Reputation: 65
I'm totally new to the community and hope my question and example meet the criteria.
I've got a dataframe with two character vectors. The values in vector a vary in length, the values in vector b all consist of exactly one character.
a <- as.character(c("tsm", "skr", "fl", "pfl", "ts", "St", "S"))
b <- as.character(c("m", "k", "l", "l", "s", "t", "S"))
uedf <- data.frame(a, b)
I want to extract the character in a directly to the left of a character that is specified in vector b. The position of that character within the string can vary. So, from the first string, I want to extract "s" (left of m), in the second again "s" (left of k) and so on.
As I couldn't figure out how to do this using grepl()
(I'm not very familiar with regex), I finally ended up with a combination of strsplit()
and str_sub()
.
str_sub(strsplit(uedf$a,split=uedf$b, fixed=FALSE), start = -1, end = -1)
This works well for most cases except the second where it returns ")" instead of the desired "s".

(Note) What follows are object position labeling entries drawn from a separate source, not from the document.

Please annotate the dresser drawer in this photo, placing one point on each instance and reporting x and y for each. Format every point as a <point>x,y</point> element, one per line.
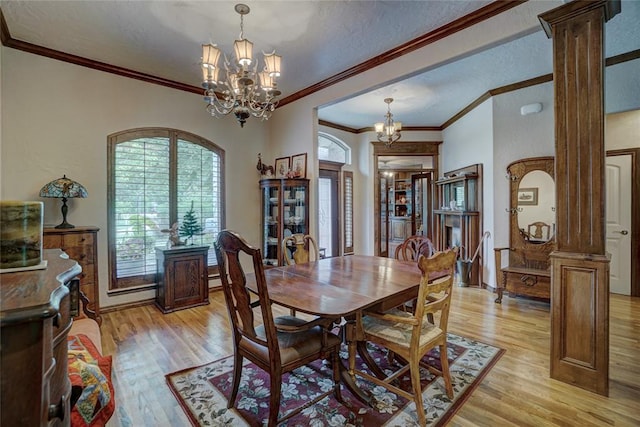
<point>529,285</point>
<point>81,254</point>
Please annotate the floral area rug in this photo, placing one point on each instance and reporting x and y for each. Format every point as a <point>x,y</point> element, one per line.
<point>203,391</point>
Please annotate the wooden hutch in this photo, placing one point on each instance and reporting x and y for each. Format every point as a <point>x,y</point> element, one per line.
<point>458,216</point>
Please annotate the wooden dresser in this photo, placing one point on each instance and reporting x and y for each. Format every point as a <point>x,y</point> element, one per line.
<point>80,244</point>
<point>182,277</point>
<point>35,321</point>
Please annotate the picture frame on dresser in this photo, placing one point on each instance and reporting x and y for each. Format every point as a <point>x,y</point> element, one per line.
<point>299,165</point>
<point>282,166</point>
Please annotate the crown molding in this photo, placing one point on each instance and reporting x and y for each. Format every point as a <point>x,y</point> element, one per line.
<point>484,13</point>
<point>481,14</point>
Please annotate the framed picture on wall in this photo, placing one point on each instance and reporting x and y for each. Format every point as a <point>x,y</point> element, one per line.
<point>299,165</point>
<point>528,196</point>
<point>282,166</point>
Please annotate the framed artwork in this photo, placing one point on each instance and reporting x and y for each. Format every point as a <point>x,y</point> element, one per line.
<point>299,165</point>
<point>282,167</point>
<point>528,196</point>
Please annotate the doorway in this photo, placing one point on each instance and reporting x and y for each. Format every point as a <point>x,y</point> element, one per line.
<point>398,197</point>
<point>406,200</point>
<point>622,222</point>
<point>328,211</point>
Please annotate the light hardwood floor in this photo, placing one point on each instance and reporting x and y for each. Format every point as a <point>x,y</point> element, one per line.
<point>146,345</point>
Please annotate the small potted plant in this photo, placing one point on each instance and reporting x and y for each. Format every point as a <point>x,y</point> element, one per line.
<point>190,226</point>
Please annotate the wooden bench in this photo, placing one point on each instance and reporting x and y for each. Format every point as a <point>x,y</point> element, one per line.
<point>530,278</point>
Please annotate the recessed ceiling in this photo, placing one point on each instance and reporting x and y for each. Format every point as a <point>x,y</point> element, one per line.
<point>317,39</point>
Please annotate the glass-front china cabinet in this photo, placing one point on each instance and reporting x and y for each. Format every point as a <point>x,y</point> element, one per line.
<point>284,212</point>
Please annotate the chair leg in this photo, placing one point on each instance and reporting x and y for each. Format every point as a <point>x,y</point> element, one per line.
<point>274,399</point>
<point>417,390</point>
<point>335,362</point>
<point>444,361</point>
<point>237,373</point>
<point>366,358</point>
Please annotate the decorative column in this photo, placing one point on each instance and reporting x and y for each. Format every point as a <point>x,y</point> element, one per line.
<point>580,266</point>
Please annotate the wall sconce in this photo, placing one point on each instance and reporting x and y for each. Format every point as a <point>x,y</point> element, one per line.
<point>525,110</point>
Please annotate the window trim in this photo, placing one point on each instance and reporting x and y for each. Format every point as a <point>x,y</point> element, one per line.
<point>347,250</point>
<point>147,281</point>
<point>338,142</point>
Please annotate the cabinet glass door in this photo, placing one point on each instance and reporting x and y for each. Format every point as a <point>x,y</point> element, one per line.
<point>421,186</point>
<point>294,211</point>
<point>271,218</point>
<point>385,194</point>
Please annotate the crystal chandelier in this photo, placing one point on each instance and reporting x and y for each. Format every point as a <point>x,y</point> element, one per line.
<point>389,131</point>
<point>239,92</point>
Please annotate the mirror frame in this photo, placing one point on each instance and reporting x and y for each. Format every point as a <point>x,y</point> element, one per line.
<point>523,252</point>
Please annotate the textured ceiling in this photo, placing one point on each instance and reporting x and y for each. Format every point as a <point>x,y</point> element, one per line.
<point>317,40</point>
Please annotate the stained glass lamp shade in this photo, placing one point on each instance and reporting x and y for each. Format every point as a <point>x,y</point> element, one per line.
<point>64,188</point>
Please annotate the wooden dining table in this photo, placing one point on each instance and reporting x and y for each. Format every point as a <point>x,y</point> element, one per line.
<point>341,287</point>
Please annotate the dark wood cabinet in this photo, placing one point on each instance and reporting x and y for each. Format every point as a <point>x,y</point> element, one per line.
<point>182,277</point>
<point>81,244</point>
<point>284,212</point>
<point>458,218</point>
<point>35,321</point>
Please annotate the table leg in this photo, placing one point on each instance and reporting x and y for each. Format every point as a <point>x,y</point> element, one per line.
<point>348,377</point>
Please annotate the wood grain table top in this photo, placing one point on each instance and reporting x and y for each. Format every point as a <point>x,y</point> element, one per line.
<point>341,286</point>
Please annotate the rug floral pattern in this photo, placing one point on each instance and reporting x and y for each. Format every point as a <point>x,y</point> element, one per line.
<point>203,391</point>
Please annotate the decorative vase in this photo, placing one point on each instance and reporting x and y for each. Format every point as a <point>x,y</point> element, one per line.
<point>20,234</point>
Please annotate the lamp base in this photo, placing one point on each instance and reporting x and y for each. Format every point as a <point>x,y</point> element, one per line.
<point>65,224</point>
<point>64,210</point>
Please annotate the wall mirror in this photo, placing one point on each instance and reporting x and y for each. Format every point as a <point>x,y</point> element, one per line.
<point>531,230</point>
<point>535,204</point>
<point>532,205</point>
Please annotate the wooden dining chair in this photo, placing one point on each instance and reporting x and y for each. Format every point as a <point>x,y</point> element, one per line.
<point>278,345</point>
<point>409,250</point>
<point>300,254</point>
<point>411,335</point>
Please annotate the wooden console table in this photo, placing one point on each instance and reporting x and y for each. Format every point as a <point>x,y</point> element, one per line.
<point>182,277</point>
<point>34,322</point>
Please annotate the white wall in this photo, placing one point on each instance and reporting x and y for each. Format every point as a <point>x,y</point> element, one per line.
<point>469,141</point>
<point>55,120</point>
<point>516,137</point>
<point>622,130</point>
<point>294,126</point>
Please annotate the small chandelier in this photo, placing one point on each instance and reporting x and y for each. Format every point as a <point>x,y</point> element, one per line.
<point>389,131</point>
<point>239,92</point>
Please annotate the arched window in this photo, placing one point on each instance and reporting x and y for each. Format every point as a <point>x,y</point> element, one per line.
<point>332,149</point>
<point>335,204</point>
<point>156,176</point>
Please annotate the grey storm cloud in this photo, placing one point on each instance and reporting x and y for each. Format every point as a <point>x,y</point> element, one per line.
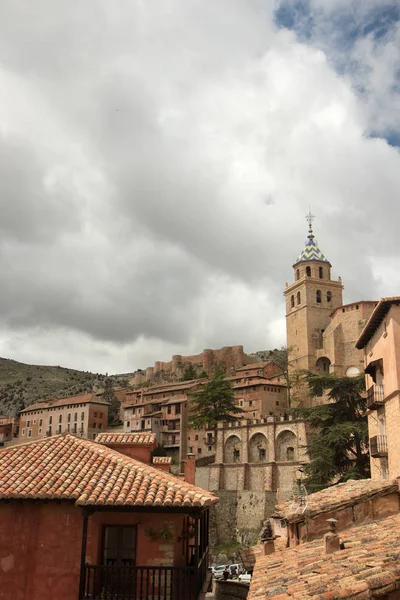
<point>156,164</point>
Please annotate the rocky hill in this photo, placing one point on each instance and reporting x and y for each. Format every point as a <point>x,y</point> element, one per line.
<point>22,384</point>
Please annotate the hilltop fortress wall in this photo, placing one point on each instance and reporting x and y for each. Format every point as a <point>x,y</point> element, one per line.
<point>232,357</point>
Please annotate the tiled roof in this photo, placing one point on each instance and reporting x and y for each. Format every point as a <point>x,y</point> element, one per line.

[1] "s" ")" "f" "f" "t" "S" ""
Any ideas why this might be and how I could solve the problem? Thanks in advance!
Upvotes: 2
Views: 903
Reputation: 992
Here I locate positions that match your index and save them in i
. Then extract the characters one less then i
.
i <- mapply(regexpr, b, a) - 1
substr(a, i, i)
[1] "s" "s" "f" "f" "t" "S" ""
Upvotes: 2
Reputation: 680
I think str_sub
only works with strings but for the second string strsplit
gives you a vector of 2 strings.
This would do the job in the case the separator only appears once in every string:
sapply(strsplit(a,split=b, fixed=FALSE), function(l) str_sub(l[[1]],-1,-1))
Upvotes: 2
Reputation: 50668
Here is a solution using base R's gsub
:
sapply(1:length(a), function(i) ifelse(
nchar(a[i]) > 1,
gsub(paste0("^.*(\\w)", b[i], ".*$"), "\\1", a[i]),
""))
#[1] "s" "s" "f" "f" "t" "S" ""
Or even more concise and cleaner/neater using mapply
(thanks to @thelatemail):
mapply(function(a,b) ifelse(
nchar(a) > 1,
gsub(paste0("^.*(\\w)", b, ".*$"), "\\1", a),
""), a, b)
Upvotes: 2